I couldn’t look at the coffin anymore.
My eyes drifted to the ground, to the soft snow-covered dirt, and I couldn’t stop the tears from coming. I let them fall, silent and heavy, until Elias gently touched my arm. It wasn’t an offer of comfort—more like a plea for understanding.
He knew I wasn’t ready for comfort. Not yet. He just wanted me to know that he was here. That, just like the weeks in the damn hospital bed, he was at my side.
“We’ll get through this,” he said softly. “I’ll help you through this, Ronan.”
The words settled over me like a blanket, a promise, even though I didn’t know how the hell we’d get through it. But for now, I let myself believe him. Just for a moment, I let myself believe that maybe, somehow, we’d make it out of this together.
And when I looked at him, there was something in his eyes—a sadness, yes, but also something stronger. Something that made me feel, for the first time in a long time, like maybe I wasn’t as broken as I thought.
Maybe I’d never be whole again.
But maybe, just maybe, with Elias beside me, I wouldn’t have to be.
The ceremony felt like it lasted an eternity, though I couldn’t have told you a single word that was spoken. The priest’s voice blended into the rustling of the trees, the faint shuffle of feet on gravel, the whispers of people who had come to pay their respects but didn’t truly know my mother. All these people were part of the problem.
All the fake smiles that knew Miranda wasn’t okay—the same people who saw her scars but never spoke up. My throat burned, and every part of me wanted to scream, to lash out, to tear the world apart for what had happened.
Mostly, I wanted to tear Jackapart at the seams for what he had done.
But I stood there, frozen, my eyes never straying from the ground. I didn’t want to look at the casket again. I didn’t want to see the finality of it, the reality that my mother, Miranda, was really gone.

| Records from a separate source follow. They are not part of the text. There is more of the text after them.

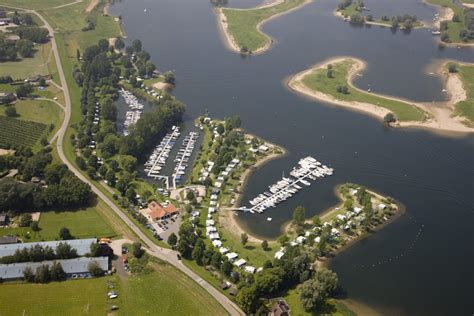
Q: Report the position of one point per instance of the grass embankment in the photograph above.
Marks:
(352, 9)
(243, 24)
(35, 4)
(466, 108)
(83, 223)
(317, 80)
(453, 27)
(40, 64)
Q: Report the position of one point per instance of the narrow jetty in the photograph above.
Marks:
(135, 109)
(308, 168)
(183, 156)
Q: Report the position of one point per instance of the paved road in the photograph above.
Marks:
(167, 255)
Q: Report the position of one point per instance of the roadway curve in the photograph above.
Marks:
(167, 255)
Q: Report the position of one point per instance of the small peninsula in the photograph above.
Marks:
(354, 11)
(331, 82)
(241, 27)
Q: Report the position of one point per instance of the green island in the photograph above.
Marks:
(241, 27)
(331, 82)
(305, 243)
(353, 11)
(457, 24)
(465, 108)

Elias didn’t speak, didn’t push me. He just stood at my side, a steady presence, the only constant in a world that felt like it was crumbling around me. His hand brushed against mine, a small touch, a simple gesture of connection. And it was enough.
I wasn’t ready for more, but his quiet support gave me something to cling to, something to anchor me in the sea of grief.
At some point, people started to leave—the mourners.
The faces blurred, all of them feeling like strangers to me, people who didn’t understand, who only whispered behind my back when they felt I wasn’t looking. They didn’t truly know the woman I had lost. It was just the society of our small town to congregate and pretend we gave a shit about who was in the ground. I heard Elias’s soft voice beside me again.
“It’s time, Ronan.”
I nodded, not trusting my voice. Not trusting that I wouldn’t break down in front of everyone, collapsing under the weight of everything.
I needed to leave.
I needed air.
I needed space.
With my last goodbye, I walked up to my mother’s casket, safe for the moment at least, while under the awning. But it only prevented snow from pelting down on my head, not the real dangers I faced.
I picked up a rose that was on her body. The petals felt soft in my grip, the only thing that seemed to hold my corporeal form in my broken, battered body. Her face looked so peaceful. Her eyes shut, and there was a gunk of makeup they smeared on dead people that she never actually wore herself.
I think she would have liked being presented like this. Displayed as a sleeping doll with no marks on the outside. Her bruises were all covered like they hadn’t existed in the first place. In the end, maybe she found true peace.
“Goodbye…Mom.”
Together, Elias and I walked away from the gravesite.
The others were still gathering around the casket, watching as Father Franklin finally closed the lid and began to lower her to the ground.
But I couldn’t stay any longer.
The weight of the loss was too much. I felt like I was the one trapped in the box, destined to suffocate underground. Every step away from the grave felt like it took me further from the small piece of my mother I still held onto for all these years.
The hope that she would someday be a better version of herself. That her smile would return, and her laughs wouldn’t be forced that she would be alive again. Truly living, not just surviving.